Zitierlink: http://hdl.handle.net/11858/00-001M-0000-0014-7642-2
Zusammenfassung
This study investigated the impact of predicted future climatic and atmospheric conditions on soil respiration (RS) in a Danish Calluna-Deschampsia-heathland. A fully factorial in situ experiment with treatments of elevated atmospheric CO2 (+130 ppm), raised soil temperature (+0.4 °C) and extended summer drought (5–8% precipitation exclusion) was established in 2005. The average RS, observed in the control over 3 years of measurements (1.7 μmol CO2 m−2 sec−1), increased 38% under elevated CO2, irrespective of combination with the drought or temperature treatments. In contrast, extended summer drought decreased RS by 14%, while elevated soil temperature did not affect RS overall. A significant interaction between elevated temperature and drought resulted in further reduction of RS when these treatments were combined. A detailed analysis of short-term RS dynamics associated with drought periods showed that RS was reduced by ~50% and was strongly correlated with soil moisture during these events. Recovery of RS to pre-drought levels occurred within 2 weeks of rewetting; however, unexpected drought effects were observed several months after summer drought treatment in 2 of the 3 years, possibly due to reduced plant growth or changes in soil water holding capacity.
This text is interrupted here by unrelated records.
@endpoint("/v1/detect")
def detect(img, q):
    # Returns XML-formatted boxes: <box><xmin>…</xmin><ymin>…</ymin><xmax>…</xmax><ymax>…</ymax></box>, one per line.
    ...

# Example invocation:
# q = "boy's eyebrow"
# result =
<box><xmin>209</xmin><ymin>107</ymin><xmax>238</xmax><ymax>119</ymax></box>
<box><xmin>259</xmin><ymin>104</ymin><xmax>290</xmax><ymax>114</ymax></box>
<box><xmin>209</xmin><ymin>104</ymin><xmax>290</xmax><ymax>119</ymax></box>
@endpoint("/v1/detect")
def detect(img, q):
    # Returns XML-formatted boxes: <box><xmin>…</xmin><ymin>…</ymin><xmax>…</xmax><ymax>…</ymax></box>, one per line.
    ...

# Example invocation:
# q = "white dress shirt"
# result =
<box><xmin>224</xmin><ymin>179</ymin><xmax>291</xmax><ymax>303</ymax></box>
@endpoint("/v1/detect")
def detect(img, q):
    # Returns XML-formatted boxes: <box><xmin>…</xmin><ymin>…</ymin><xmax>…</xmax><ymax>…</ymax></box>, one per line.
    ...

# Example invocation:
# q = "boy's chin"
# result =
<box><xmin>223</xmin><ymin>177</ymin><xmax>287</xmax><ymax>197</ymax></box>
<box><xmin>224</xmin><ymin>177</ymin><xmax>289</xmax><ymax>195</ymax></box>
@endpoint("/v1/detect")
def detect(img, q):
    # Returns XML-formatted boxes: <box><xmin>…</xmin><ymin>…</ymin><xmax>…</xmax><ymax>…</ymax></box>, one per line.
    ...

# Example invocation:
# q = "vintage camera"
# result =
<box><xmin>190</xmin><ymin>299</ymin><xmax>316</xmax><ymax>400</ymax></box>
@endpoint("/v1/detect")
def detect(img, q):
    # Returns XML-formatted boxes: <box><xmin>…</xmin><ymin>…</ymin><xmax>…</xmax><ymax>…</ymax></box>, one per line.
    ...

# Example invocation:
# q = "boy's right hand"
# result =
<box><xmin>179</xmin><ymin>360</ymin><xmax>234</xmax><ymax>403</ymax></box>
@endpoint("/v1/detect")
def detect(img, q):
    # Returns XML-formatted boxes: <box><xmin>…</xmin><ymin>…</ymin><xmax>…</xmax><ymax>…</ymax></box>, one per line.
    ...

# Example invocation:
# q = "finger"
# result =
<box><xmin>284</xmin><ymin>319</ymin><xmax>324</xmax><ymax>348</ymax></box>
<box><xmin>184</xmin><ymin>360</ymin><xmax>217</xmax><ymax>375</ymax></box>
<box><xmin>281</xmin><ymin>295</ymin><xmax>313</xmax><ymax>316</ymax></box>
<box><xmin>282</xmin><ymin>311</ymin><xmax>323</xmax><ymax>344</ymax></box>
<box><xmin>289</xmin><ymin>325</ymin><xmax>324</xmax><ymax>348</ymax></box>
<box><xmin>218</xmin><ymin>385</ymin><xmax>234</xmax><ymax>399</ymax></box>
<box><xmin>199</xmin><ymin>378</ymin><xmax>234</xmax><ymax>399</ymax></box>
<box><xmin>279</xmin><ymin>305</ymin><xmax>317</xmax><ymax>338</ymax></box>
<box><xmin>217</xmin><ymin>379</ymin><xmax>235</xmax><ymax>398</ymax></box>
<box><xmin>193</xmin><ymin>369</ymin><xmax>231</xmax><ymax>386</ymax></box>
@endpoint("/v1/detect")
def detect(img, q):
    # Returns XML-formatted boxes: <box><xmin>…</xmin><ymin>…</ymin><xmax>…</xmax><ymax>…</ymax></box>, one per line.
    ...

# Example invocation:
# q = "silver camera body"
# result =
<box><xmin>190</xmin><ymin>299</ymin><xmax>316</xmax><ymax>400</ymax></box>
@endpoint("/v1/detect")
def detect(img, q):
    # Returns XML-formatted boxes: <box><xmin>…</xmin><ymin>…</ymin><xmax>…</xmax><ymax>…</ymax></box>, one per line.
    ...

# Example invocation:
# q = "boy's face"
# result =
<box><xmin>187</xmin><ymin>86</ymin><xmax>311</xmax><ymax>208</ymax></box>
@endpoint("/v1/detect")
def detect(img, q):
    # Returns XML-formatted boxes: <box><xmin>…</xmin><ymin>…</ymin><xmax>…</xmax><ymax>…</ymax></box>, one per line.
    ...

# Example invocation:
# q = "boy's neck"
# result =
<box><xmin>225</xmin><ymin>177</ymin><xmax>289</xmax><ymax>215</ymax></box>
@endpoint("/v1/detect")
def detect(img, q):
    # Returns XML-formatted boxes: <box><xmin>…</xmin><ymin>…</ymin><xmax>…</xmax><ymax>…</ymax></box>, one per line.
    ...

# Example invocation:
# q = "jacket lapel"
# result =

An empirical model that predicts RS from soil temperature, soil moisture and plant biomass was developed and accounted for 55% of the observed variability in RS. The model predicted annual sums of RS in 2006 and 2007, in the control, were 672 and 719 g C m−2 y−1, respectively. For the full treatment combination, i.e. the future climate scenario, the model predicted that soil respiratory C losses would increase by ~21% (140– 150 g C m−2 y−1). Therefore, in the future climate, stimulation of C storage in plant biomass and litter must be in excess of 21% for this ecosystem to not suffer a reduction in net ecosystem exchange.